Photo Credit: Krasi Meze + Wine

Krasi’s Sommelier and Wine Director Evan Turner hopes to one day change that. Since coming to Krasi just last year from Helen Greek Food and Wine in Houston (James Beard Semi Finalist, Eater National Best New Restaurants), Turner has grown the wine list to now offer more than 300 bottles with a focus on the known grapes of Greece as well as those that are more rare and indigenous. “I was so impressed with everything when I got here, which has been really exciting,” he said. “I have extensive knowledge of a lot of different wineries and we have worked to curate a great list. The wines here are not terrifically expensive with most in the $70 range so it’s very moderately priced. I want to be sure the wine matches the dish in front of you and want to be the dedicated lieutenant to the kitchen. Wines should be pairing with the food; that’s my primary goal.”

What makes Greek wine so special? “Greek wine is very much like a phoenix rising from the ashes,” Turner said in a phone interview. “When it comes to Greek wine making and consumption, they really conceived of much of it. A symposium of drinking wine with friends really didn’t exist before the Greeks came along. The Greeks created the concept of a sommelier. If you were an ancient Roman, you hired a Greek to be your chef and take over your vineyard. Today, 85 percent of all Greek wineries are 20 years old or younger. There are over 300 indigenous grapes to Greece; Italy is the only country that has more. Everything Greece is doing now is exciting and new, but it has all this history behind it. Greece is very much what California was in the 70s with no worldwide recognition and then *pow* there’s California. Greece is right at that crux now.”

Photo Credit: Krasi Meze + Wine

Turner recently introduced “Symposium Wednesdays” at Krasi Meze + Wine from 5 to 9 p.m. where he offers guests exclusive tastings, flights and by-the-glass pours of Greek wine. Prior Wednesday themes include an intro to Greek wine; Xinomavro: Tough to Say, Easy to Drink; and a discussion on the most ancient grapes of Greece. He calls the event a “symposium” as the word originally meant “to drink with friends” in ancient Greek – the very first wine tastings.

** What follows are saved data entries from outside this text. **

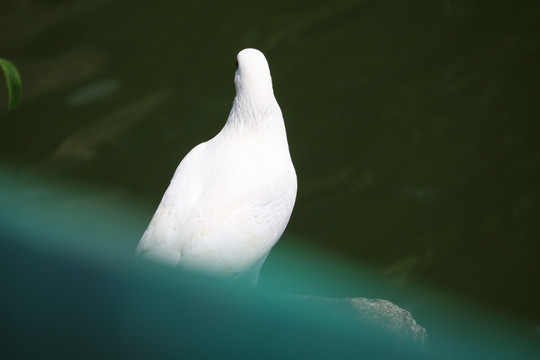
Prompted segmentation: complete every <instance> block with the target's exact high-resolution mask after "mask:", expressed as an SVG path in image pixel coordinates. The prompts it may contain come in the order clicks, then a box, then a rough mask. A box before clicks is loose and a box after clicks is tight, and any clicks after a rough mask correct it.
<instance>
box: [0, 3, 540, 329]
mask: <svg viewBox="0 0 540 360" xmlns="http://www.w3.org/2000/svg"><path fill="white" fill-rule="evenodd" d="M539 31H540V6H539V5H537V4H534V3H532V2H526V1H514V2H505V1H497V2H491V3H486V2H482V1H467V2H465V1H459V0H446V1H425V2H415V3H414V4H411V3H408V2H401V1H386V2H383V3H380V2H376V1H364V2H360V3H357V2H353V1H337V2H335V1H334V2H328V3H327V4H323V3H321V4H311V3H309V2H306V3H303V2H279V1H277V2H275V1H273V2H264V3H260V4H259V3H257V4H254V3H251V2H248V1H240V2H235V3H234V4H230V3H224V4H215V5H214V6H212V7H210V8H208V7H206V6H204V5H202V4H198V3H184V2H165V1H157V2H156V1H153V2H150V1H138V2H136V4H134V3H133V2H129V1H127V0H120V1H104V0H95V1H84V2H83V1H76V2H62V1H60V2H30V1H17V2H10V3H7V4H3V5H0V33H2V36H1V37H0V49H1V50H0V51H2V53H1V54H0V56H2V57H6V58H9V59H12V60H13V61H14V62H15V63H16V65H17V66H18V67H19V69H20V70H21V74H22V76H23V81H24V87H25V93H24V96H23V102H22V103H21V105H20V106H19V108H17V109H16V111H13V112H9V113H7V112H6V111H5V109H3V110H1V111H2V112H1V113H0V116H1V118H0V120H1V121H2V127H3V129H2V132H1V133H0V144H1V145H0V156H1V159H2V160H3V161H4V162H15V163H18V164H19V165H21V166H23V167H24V168H25V169H26V170H36V169H42V170H48V171H53V172H54V173H56V174H60V175H62V176H66V177H69V178H71V179H75V180H77V181H81V182H85V183H90V184H95V185H97V186H100V187H103V188H104V189H115V191H119V192H122V193H123V194H124V195H125V196H128V197H132V198H134V199H138V200H139V201H145V202H147V203H148V204H149V205H150V206H149V209H153V208H155V206H156V205H157V203H158V201H159V199H160V197H161V195H162V193H163V191H164V189H165V188H166V185H167V183H168V181H169V179H170V177H171V175H172V173H173V171H174V169H175V167H176V165H177V164H178V162H179V161H180V159H181V158H182V157H183V156H184V155H185V153H186V152H187V151H188V150H189V149H191V148H192V147H193V146H194V145H196V144H198V143H200V142H201V141H203V140H206V139H208V138H210V137H211V136H212V134H215V133H216V132H217V131H218V130H219V129H220V128H221V127H222V125H223V123H224V121H225V119H226V117H227V114H228V112H229V110H230V106H231V103H232V99H233V96H234V87H233V82H232V79H233V73H234V57H235V55H236V53H237V51H238V50H240V49H241V48H244V47H247V46H253V47H258V48H260V49H261V50H263V51H264V52H265V53H266V55H267V58H268V60H269V63H270V66H271V69H272V73H273V79H274V87H275V91H276V96H277V98H278V101H279V102H280V104H281V107H282V110H283V112H284V116H285V121H286V124H287V129H288V135H289V142H290V147H291V153H292V156H293V160H294V161H295V165H296V168H297V172H298V177H299V197H298V201H297V206H296V209H295V212H294V214H293V217H292V219H291V223H290V226H289V228H288V230H287V231H288V233H290V234H297V235H299V236H302V237H304V238H309V239H310V241H311V242H313V243H317V244H319V245H322V246H326V247H329V248H331V249H333V251H336V252H340V253H342V254H346V256H347V257H348V258H350V259H354V260H355V261H357V262H361V263H366V264H370V265H371V266H374V267H376V268H378V269H381V271H382V272H385V273H386V274H388V276H389V277H391V278H399V279H407V281H408V279H421V280H424V281H427V282H429V283H431V284H433V285H434V286H437V287H441V288H447V289H450V290H451V291H457V292H459V293H461V294H464V295H466V296H469V297H475V298H477V299H478V300H481V301H483V302H485V303H489V304H491V305H492V306H499V307H501V306H502V307H505V308H506V309H507V310H509V311H511V312H517V313H521V314H524V315H527V316H530V317H532V318H534V319H535V320H536V321H537V322H538V321H540V313H539V310H538V306H537V304H538V302H539V301H540V298H539V294H540V292H539V291H538V281H537V279H538V275H539V269H538V261H537V257H538V254H539V253H540V251H539V250H540V249H539V246H540V245H539V244H540V242H539V241H538V240H539V239H540V212H539V200H540V199H539V197H540V195H539V192H538V184H539V183H540V173H539V169H540V143H539V142H538V133H539V130H540V129H539V123H538V121H537V119H538V116H539V114H540V109H539V105H538V104H539V102H538V94H539V93H540V89H539V87H540V71H539V70H540V69H539V67H540V65H539V64H540V61H538V60H539V57H540V43H539V42H538V35H539ZM1 94H2V93H0V95H1ZM74 105H77V106H74ZM148 211H149V213H148V218H149V217H150V216H151V211H152V210H148ZM137 241H138V238H134V239H133V246H135V244H136V243H137ZM288 241H294V240H288ZM278 246H284V245H282V244H280V245H278ZM268 261H269V263H270V264H271V262H272V256H270V258H269V259H268Z"/></svg>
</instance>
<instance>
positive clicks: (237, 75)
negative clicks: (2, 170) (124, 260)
mask: <svg viewBox="0 0 540 360" xmlns="http://www.w3.org/2000/svg"><path fill="white" fill-rule="evenodd" d="M234 83H235V86H236V97H235V98H234V102H233V106H232V109H231V112H230V114H229V118H228V119H227V122H226V124H225V126H224V127H223V129H222V130H221V131H220V132H219V133H218V134H217V135H216V136H215V137H214V138H212V139H211V140H209V141H207V142H204V143H202V144H199V145H198V146H196V147H195V148H193V149H192V150H191V151H190V152H189V153H188V154H187V155H186V157H185V158H184V159H183V160H182V161H181V162H180V165H179V166H178V168H177V169H176V172H175V174H174V176H173V178H172V180H171V183H170V185H169V187H168V188H167V190H166V192H165V194H164V195H163V198H162V200H161V203H160V204H159V207H158V208H157V210H156V212H155V214H154V217H153V218H152V220H151V221H150V224H149V225H148V228H147V229H146V231H145V232H144V234H143V236H142V238H141V240H140V242H139V245H138V247H137V251H136V253H137V254H138V255H141V256H148V257H152V258H156V259H158V260H161V261H165V262H168V263H171V264H173V265H177V266H180V267H183V268H187V269H191V270H197V271H203V272H205V273H210V274H214V275H218V276H220V277H223V278H245V279H246V280H247V281H250V282H252V283H256V281H257V278H258V274H259V270H260V268H261V266H262V264H263V262H264V260H265V259H266V257H267V255H268V253H269V252H270V249H271V248H272V246H274V244H275V243H276V242H277V241H278V240H279V238H280V237H281V235H282V234H283V231H284V230H285V227H286V226H287V223H288V222H289V218H290V216H291V213H292V210H293V206H294V202H295V199H296V189H297V182H296V173H295V170H294V167H293V163H292V161H291V156H290V154H289V146H288V143H287V135H286V132H285V124H284V121H283V116H282V113H281V109H280V108H279V105H278V103H277V101H276V99H275V97H274V92H273V88H272V78H271V76H270V69H269V67H268V63H267V61H266V58H265V57H264V55H263V54H262V53H261V52H260V51H259V50H256V49H244V50H242V51H241V52H240V53H239V54H238V56H237V70H236V73H235V78H234Z"/></svg>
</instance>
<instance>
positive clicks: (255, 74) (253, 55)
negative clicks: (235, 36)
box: [234, 49, 273, 97]
mask: <svg viewBox="0 0 540 360" xmlns="http://www.w3.org/2000/svg"><path fill="white" fill-rule="evenodd" d="M236 64H237V69H236V73H235V76H234V84H235V86H236V94H237V96H243V95H245V96H249V97H266V96H271V97H273V90H272V77H271V76H270V68H269V67H268V62H267V61H266V58H265V57H264V55H263V53H262V52H260V51H259V50H257V49H244V50H242V51H240V52H239V53H238V56H237V57H236Z"/></svg>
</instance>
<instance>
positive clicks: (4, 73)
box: [0, 58, 22, 110]
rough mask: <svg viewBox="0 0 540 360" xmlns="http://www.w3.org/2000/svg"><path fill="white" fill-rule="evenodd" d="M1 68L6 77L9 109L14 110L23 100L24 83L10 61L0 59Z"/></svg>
mask: <svg viewBox="0 0 540 360" xmlns="http://www.w3.org/2000/svg"><path fill="white" fill-rule="evenodd" d="M0 66H1V67H2V70H4V74H5V75H6V83H7V88H8V97H9V104H8V109H9V110H11V109H13V108H14V107H15V106H16V105H17V104H18V103H19V100H20V99H21V95H22V82H21V75H20V74H19V70H17V68H16V67H15V65H13V63H12V62H11V61H9V60H6V59H2V58H0Z"/></svg>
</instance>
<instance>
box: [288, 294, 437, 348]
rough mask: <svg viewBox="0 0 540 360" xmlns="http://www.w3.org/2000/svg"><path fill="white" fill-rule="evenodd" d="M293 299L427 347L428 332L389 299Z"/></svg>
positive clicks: (322, 298)
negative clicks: (427, 333) (427, 337)
mask: <svg viewBox="0 0 540 360" xmlns="http://www.w3.org/2000/svg"><path fill="white" fill-rule="evenodd" d="M292 298H293V299H296V300H299V301H302V302H305V303H306V304H309V305H311V306H316V307H318V308H319V309H320V310H322V311H326V312H328V313H330V314H335V315H338V316H344V317H346V318H348V319H351V320H353V321H354V322H357V323H358V324H360V325H370V326H374V327H376V328H380V329H381V330H384V331H387V332H389V333H391V334H393V335H395V336H397V337H399V338H402V339H405V340H409V341H412V342H413V343H415V344H419V345H421V346H423V347H425V346H426V345H427V337H428V335H427V332H426V329H424V328H423V327H422V326H420V325H419V324H418V323H417V322H416V321H415V320H414V318H413V317H412V315H411V313H410V312H409V311H407V310H405V309H403V308H401V307H399V306H397V305H395V304H393V303H392V302H390V301H388V300H383V299H366V298H362V297H356V298H325V297H320V296H304V295H294V296H292Z"/></svg>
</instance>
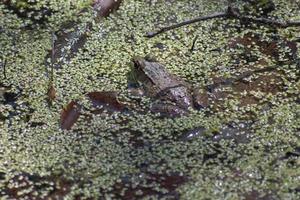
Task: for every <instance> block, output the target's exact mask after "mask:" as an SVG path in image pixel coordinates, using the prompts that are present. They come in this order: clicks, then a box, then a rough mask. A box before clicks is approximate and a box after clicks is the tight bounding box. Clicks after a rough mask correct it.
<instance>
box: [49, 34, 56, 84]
mask: <svg viewBox="0 0 300 200" xmlns="http://www.w3.org/2000/svg"><path fill="white" fill-rule="evenodd" d="M51 36H52V41H51V48H52V49H51V75H50V76H51V77H50V81H51V82H53V77H54V62H55V61H54V59H55V40H56V35H55V33H54V32H52V33H51Z"/></svg>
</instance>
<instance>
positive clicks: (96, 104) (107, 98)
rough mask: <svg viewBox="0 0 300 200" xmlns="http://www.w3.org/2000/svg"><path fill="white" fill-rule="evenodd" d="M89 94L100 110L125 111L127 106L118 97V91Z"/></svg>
mask: <svg viewBox="0 0 300 200" xmlns="http://www.w3.org/2000/svg"><path fill="white" fill-rule="evenodd" d="M87 96H88V97H89V98H90V100H91V101H92V104H93V106H94V107H96V108H97V109H98V110H97V111H99V108H100V110H103V109H105V110H108V111H110V112H115V111H119V112H120V111H123V110H124V109H125V108H126V107H125V105H124V104H123V103H121V102H120V101H119V100H118V98H117V92H112V91H109V92H90V93H88V94H87Z"/></svg>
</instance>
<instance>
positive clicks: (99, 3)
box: [93, 0, 122, 17]
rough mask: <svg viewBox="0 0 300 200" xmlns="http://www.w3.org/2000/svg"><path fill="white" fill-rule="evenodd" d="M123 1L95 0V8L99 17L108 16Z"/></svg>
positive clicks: (118, 7) (93, 5)
mask: <svg viewBox="0 0 300 200" xmlns="http://www.w3.org/2000/svg"><path fill="white" fill-rule="evenodd" d="M121 2H122V0H95V1H94V5H93V8H94V10H96V12H97V13H98V16H99V17H107V16H108V15H109V14H110V13H112V12H113V11H115V10H117V9H118V8H119V6H120V4H121Z"/></svg>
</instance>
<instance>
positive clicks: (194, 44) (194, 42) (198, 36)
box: [191, 35, 199, 51]
mask: <svg viewBox="0 0 300 200" xmlns="http://www.w3.org/2000/svg"><path fill="white" fill-rule="evenodd" d="M198 38H199V35H196V37H195V38H194V40H193V44H192V47H191V51H194V49H195V45H196V41H197V39H198Z"/></svg>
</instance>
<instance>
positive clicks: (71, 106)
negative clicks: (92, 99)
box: [60, 101, 81, 130]
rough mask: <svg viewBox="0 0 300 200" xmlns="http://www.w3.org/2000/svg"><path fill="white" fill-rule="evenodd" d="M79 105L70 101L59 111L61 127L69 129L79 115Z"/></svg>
mask: <svg viewBox="0 0 300 200" xmlns="http://www.w3.org/2000/svg"><path fill="white" fill-rule="evenodd" d="M80 109H81V106H80V105H79V104H78V103H77V102H75V101H71V102H70V103H69V104H68V105H67V106H66V107H65V108H64V109H63V111H62V112H61V116H60V119H61V128H62V129H67V130H69V129H71V127H72V126H73V125H74V124H75V122H76V121H77V120H78V118H79V116H80Z"/></svg>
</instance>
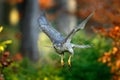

“I wanted to show people this goes back thousands of years; it’s a convivial experience,” he said. “I serve four different wines and there is a theme. Tonight, for example, it’s a look at if California and Greece walk into a bar. We will look at a few different wineries across Greece that make wine in a California style, which is not common. I wanted to show that off. We will talk about the wineries and you can order food on your own. During Symposium Wednesdays, I want to talk about where the wine is coming from, who is making the wine and what’s their motivation behind making them. You and I taste totally different things. I learned long ago that every palate is different so I won’t be telling you what you should be tasting.”

Krasi Meze + Wine is located at 48 Gloucester Street in Boston’s Back Bay.